Intensifying means extending use phase of the product by utilizing share platforms as the value proposition. The strategy can lengthen the lifetime of the product through regular maintenance and updates of the products. Value is created by long lasting customer relationships and servitization. The environmental benefit is reducing waste and new product acquisitions. Dematerialization refers to product-service systems, product utility without ownership of the product through service and software solutions. Value is captured and delivered through slow and close loop capabilities and collaboration. The key elements for the value capturing are regular revenue streams, increased profit margins and new pricing mechanisms (Geissdoerfer et al., 2020). Internet of Things (IoT), remote locating and operating systems, is recognised to be supporting the servitization related CBMs’ by improving in-use and post-use products tracking as well as helping to monitor the maintenance needs or remaining lifetime of products. Companies are known to be currently facing implementation problems of Iot due the data management and adaptability problems considering the fast development phase of Iot technology (Ingemarsdotter, Jamsin &

Balkenende, 2020).

Pedersen et al. (2019) have argued talking about CBM being misleading, as the CE solutions often demand collaboration between multiple parties with interconnected business models. They suggest future research to give more emphasis on different variations of business models in order to bring the CE more present. Geissdoerfer et al.

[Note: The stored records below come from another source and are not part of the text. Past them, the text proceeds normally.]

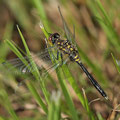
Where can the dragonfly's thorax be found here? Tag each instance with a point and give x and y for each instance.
(65, 46)
(68, 48)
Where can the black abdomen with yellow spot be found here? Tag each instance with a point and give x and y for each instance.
(66, 47)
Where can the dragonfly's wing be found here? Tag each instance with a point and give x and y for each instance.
(17, 64)
(68, 33)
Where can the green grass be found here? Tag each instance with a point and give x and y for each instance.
(54, 107)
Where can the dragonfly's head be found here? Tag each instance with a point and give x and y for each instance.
(54, 37)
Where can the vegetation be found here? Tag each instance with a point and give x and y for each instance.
(63, 93)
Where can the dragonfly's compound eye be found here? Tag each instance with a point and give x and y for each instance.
(55, 37)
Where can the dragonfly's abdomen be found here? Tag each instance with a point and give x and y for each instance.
(67, 48)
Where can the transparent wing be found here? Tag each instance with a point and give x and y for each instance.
(17, 65)
(69, 35)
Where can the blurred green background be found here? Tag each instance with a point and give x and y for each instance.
(97, 29)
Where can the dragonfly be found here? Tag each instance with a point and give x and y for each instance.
(64, 47)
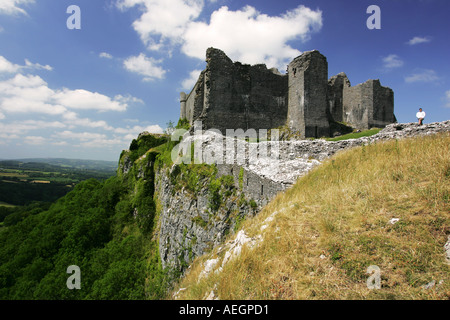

(2020) have highlighted in their research the nascent approach of ecosystem view in multi-stakeholder and network cases. Networks are generally considered to be more member stable and risky in literature. Networking is loose connection between the organizations to change information between the parties and described as a cooperation. Members can come and go without disturbing the linkages between the participants. Networks describe closer connection with more formal relationship and tend to have mutual goals and planning, thus comparable to coordination relationships. Network structures are often created by old competitors who joint their functions and goals. It relies strongly on its members and can be comparable with collaboration relationship (Brown & Keast, 2003). As multiple stakeholders join their forces as multi-business view, it leads to a value network. As value network and business model portfolio perspectives are combined, it can be described with ecosystem view. Ecosystem view can be seen to combine multi-stakeholder views into multi-business models. It could go beyond the regular corporate strategy thinking combined with industry analysis elements to collaborative and under investigated competitive elements (Geissdoerfer et al., 2020). Prior literature is not providing information how CBMs are experimented in collaboration based on the conducted literature review. With this study, I want to extend the understanding of how CBMs can be co-experimented and what is the value delivered to the participants as more in-depth understanding of the topic is acknowledged to be needed (Bocken & Antikainen, 2018).